In a forthcoming article in Studies in History and Philosophy of Biological and Biomedical Sciences historian of science Simon Schaffer (left) examines the influence of astrology on Franz Anton Mesmer’s development of mesmerism.
The abstract to Schaffer’s article, “The astrological roots of Mesmerism,” reads:
Franz Anton Mesmer’s 1766 thesis on the influence of the planets on the human body, in which he first publicly presented his account of the harmonic forces at work in the microcosm, was substantially copied from the London physician Richard Mead’s early eighteenth century tract on solar and lunar effects on the body. The relation between the two texts poses intriguing problems for the historiography of medical astrology: Mesmer’s use of Mead has been taken as a sign of the Vienna physician’s enlightened modernity while Mead’s use of astro-meteorology has been seen as evidence of the survival of antiquated astral medicine in the eighteenth century. Two aspects of this problem are discussed.
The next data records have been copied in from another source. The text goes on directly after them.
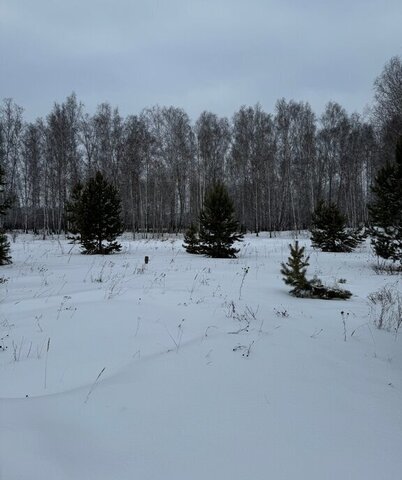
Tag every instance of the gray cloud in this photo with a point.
(214, 55)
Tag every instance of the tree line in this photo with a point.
(277, 167)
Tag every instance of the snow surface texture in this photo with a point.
(193, 368)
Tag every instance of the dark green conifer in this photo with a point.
(218, 227)
(191, 240)
(329, 232)
(294, 271)
(96, 215)
(294, 274)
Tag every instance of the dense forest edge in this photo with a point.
(277, 167)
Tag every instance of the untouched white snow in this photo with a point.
(177, 397)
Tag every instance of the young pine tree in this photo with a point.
(191, 240)
(294, 271)
(328, 230)
(5, 257)
(218, 227)
(386, 209)
(95, 214)
(294, 274)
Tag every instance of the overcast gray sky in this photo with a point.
(199, 55)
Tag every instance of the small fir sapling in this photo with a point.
(329, 232)
(95, 213)
(218, 227)
(294, 274)
(294, 271)
(191, 240)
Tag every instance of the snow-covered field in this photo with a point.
(193, 368)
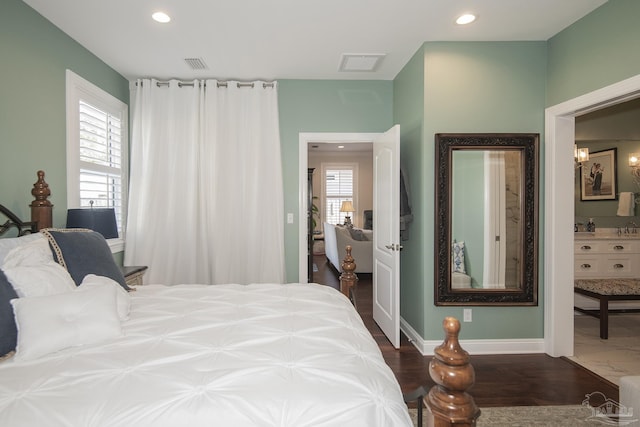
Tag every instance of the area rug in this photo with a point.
(524, 416)
(612, 358)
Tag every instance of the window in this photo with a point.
(339, 185)
(97, 146)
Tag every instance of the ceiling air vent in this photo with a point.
(360, 61)
(196, 63)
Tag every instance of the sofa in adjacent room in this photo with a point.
(336, 239)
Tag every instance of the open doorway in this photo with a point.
(352, 142)
(559, 208)
(342, 174)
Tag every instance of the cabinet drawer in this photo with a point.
(588, 267)
(624, 246)
(589, 247)
(618, 267)
(595, 267)
(606, 246)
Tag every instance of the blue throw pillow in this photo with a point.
(457, 255)
(83, 252)
(8, 330)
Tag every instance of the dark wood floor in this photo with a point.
(501, 380)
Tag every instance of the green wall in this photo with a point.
(323, 106)
(600, 49)
(34, 55)
(468, 87)
(408, 112)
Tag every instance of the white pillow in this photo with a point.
(6, 245)
(123, 300)
(34, 252)
(55, 322)
(34, 281)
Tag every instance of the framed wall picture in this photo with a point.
(599, 177)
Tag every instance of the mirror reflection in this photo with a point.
(486, 244)
(486, 216)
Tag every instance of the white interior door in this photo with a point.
(386, 233)
(495, 255)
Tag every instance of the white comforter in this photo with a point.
(226, 355)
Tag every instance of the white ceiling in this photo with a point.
(291, 39)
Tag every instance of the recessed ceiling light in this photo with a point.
(161, 17)
(465, 19)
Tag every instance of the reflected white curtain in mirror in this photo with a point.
(206, 196)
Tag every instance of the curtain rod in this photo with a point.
(219, 84)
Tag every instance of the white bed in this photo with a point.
(225, 355)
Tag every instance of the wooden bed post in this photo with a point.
(41, 208)
(448, 403)
(348, 278)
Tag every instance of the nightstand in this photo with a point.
(133, 274)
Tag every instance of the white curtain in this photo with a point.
(206, 198)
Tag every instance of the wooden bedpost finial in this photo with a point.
(41, 208)
(348, 278)
(41, 191)
(448, 402)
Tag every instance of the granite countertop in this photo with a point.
(607, 234)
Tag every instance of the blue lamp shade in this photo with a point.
(102, 220)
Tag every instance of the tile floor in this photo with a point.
(615, 357)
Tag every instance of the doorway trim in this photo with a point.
(305, 138)
(560, 209)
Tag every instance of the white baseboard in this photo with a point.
(493, 346)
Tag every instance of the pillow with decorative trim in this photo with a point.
(8, 331)
(457, 257)
(83, 252)
(55, 322)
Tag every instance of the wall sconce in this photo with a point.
(347, 207)
(580, 155)
(634, 164)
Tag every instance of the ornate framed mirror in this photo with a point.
(486, 236)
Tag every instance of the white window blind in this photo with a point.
(97, 144)
(338, 187)
(100, 158)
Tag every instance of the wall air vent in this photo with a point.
(196, 63)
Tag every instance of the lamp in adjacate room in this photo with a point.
(347, 207)
(102, 220)
(580, 155)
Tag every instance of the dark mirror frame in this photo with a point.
(446, 144)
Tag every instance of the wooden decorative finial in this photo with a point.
(41, 191)
(41, 208)
(348, 278)
(448, 402)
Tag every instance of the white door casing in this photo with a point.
(386, 233)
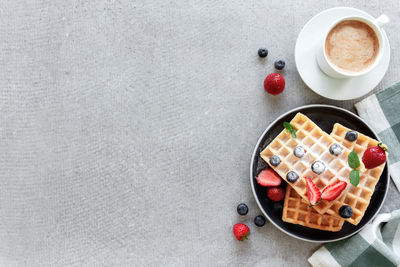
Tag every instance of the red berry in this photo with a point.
(268, 177)
(275, 193)
(274, 84)
(241, 231)
(313, 192)
(332, 191)
(374, 156)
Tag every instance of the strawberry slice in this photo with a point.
(332, 191)
(268, 177)
(313, 193)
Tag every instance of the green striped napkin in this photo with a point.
(382, 112)
(378, 244)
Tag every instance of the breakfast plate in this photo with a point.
(322, 84)
(325, 117)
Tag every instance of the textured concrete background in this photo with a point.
(126, 128)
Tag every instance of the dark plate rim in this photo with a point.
(298, 109)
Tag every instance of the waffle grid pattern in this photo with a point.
(316, 143)
(357, 198)
(296, 211)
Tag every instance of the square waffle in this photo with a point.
(316, 144)
(297, 211)
(358, 197)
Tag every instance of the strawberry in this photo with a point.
(268, 177)
(275, 193)
(241, 231)
(374, 156)
(274, 84)
(313, 192)
(332, 191)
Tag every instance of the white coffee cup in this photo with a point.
(335, 72)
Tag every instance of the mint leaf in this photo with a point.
(353, 160)
(354, 177)
(289, 128)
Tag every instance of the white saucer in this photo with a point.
(317, 80)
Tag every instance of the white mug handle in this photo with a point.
(382, 20)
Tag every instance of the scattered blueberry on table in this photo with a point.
(242, 209)
(279, 64)
(259, 220)
(263, 52)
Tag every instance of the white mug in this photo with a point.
(335, 72)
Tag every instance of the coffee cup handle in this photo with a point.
(382, 20)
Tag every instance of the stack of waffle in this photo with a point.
(316, 143)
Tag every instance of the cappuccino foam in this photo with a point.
(352, 45)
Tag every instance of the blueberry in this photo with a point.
(242, 209)
(259, 220)
(335, 149)
(318, 167)
(299, 151)
(292, 176)
(278, 207)
(351, 136)
(346, 211)
(263, 52)
(274, 160)
(279, 64)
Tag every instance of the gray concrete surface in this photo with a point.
(126, 128)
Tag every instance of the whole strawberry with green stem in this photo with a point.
(241, 231)
(374, 156)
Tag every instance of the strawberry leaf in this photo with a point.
(353, 160)
(354, 177)
(383, 147)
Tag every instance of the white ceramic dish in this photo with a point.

First, French critics of mesmerism in the 1780s found precedents for animal magnetism in the work of Paracelsus, Fludd and other early modern writers; in so doing, they began to develop a sophisticated history for astrology and astro-meteorology. Second, the close relations between astro-meteorology and Mead’s project illustrate how the environmental medical programmes emerged. The making of a history for astrology accompanied the construction of various models of the relation between occult knowledge and its contexts in the enlightenment.